## Lorentz Invariance of the Four-Potential

Lorentz invariance is at the core of any (special) relativistic theory. Sometimes, however, we encounter expressions that seem to transform in a wrong way. This is especially true for the four-potential calculated from the retarded four-current. Find out why the four-potential is indeed Lorentz invariant!

## Problem Statement

The well-known retarded integrations over the charge density $$\rho\left(x^{\nu}\right)$$ and current density $$\mathbf{j}\left(x^{\nu}\right)$$ give rise to the scalar and vecor potential:$\begin{eqnarray*} \phi\left(x^{\nu}\right)&=&\frac{1}{4\pi\varepsilon_{0}}\int\frac{1}{\left|\mathbf{r}-\mathbf{r}^{\prime}\right|}\rho\left(\mathbf{r}^{\prime},t-\left|\mathbf{r}-\mathbf{r}^{\prime}\right|/c\right)dV^{\prime}\ \text{and}\\\mathbf{A}\left(x^{\nu}\right)&=&\frac{\mu_{0}}{4\pi}\int\frac{1}{\left|\mathbf{r}-\mathbf{r}^{\prime}\right|}\mathbf{j}\left(\mathbf{r}^{\prime},t-\left|\mathbf{r}-\mathbf{r}^{\prime}\right|/c\right)dV^{\prime}\ . \end{eqnarray*}$At a first glance, these equations seem to be not Lorentz invariant.

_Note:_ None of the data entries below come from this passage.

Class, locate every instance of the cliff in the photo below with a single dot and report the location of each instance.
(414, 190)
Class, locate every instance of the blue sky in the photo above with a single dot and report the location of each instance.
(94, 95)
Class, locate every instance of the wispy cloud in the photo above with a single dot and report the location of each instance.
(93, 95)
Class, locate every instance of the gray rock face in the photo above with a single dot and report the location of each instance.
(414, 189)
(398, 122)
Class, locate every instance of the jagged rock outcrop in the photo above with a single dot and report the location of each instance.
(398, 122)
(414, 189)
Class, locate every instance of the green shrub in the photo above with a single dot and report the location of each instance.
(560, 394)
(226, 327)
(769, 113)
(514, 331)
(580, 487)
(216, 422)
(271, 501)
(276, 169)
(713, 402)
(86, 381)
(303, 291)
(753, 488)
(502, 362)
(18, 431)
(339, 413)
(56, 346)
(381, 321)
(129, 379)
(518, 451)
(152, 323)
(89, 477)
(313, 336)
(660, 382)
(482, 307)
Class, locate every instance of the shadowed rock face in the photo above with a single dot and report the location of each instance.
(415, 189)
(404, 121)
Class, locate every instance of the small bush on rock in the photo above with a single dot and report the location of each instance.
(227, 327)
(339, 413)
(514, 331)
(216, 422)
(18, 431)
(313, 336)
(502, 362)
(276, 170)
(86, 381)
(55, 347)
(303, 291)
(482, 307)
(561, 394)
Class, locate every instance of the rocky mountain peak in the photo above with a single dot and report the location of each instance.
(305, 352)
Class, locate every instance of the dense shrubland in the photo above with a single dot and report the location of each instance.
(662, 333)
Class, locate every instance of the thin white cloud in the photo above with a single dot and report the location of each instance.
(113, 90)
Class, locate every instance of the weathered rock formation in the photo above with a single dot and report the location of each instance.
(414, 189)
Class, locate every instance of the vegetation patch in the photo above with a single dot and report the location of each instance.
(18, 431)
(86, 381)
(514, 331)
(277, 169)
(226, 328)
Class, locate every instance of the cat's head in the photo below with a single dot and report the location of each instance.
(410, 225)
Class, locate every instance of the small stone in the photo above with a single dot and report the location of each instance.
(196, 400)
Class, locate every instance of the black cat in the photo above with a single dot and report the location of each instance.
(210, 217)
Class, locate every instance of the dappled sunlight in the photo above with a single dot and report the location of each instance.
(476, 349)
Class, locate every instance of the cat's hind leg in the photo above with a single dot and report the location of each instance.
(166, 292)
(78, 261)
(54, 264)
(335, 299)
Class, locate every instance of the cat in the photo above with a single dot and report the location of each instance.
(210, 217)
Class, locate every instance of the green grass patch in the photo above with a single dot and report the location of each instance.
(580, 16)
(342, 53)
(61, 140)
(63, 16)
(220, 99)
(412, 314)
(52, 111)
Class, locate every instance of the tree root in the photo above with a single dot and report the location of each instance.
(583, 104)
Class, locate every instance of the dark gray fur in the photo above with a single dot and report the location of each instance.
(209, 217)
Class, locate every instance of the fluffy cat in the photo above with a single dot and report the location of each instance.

Show that the four-potential $$A^{\mu}\left(x^{\nu}\right)=\left(\phi\left(x^{\nu}\right)/c,\,\mathbf{A}\left(x^{\nu}\right)\right)$$ obeys indeed Lorentz invariance:

• express $$A^{\mu}$$ in terms of the four-current $$j^{\mu}$$,
• re-forumlate the integral to go over space and time, $$dV^{\prime}\rightarrow dV^{\prime}dt^{\prime}$$ using the $$\delta$$-distribution and finally,
• $\text{use}\quad\delta\left[f\left(x\right)\right] = \sum_{\text{roots }x_{i}}\frac{\delta\left(x-x_{i}\right)}{\left|f^{\prime}\left(x_{i}\right)\right|}$ to find a forumulation of the integral without the $$1/\left|\mathbf{r}-\mathbf{r}^{\prime}\right|$$.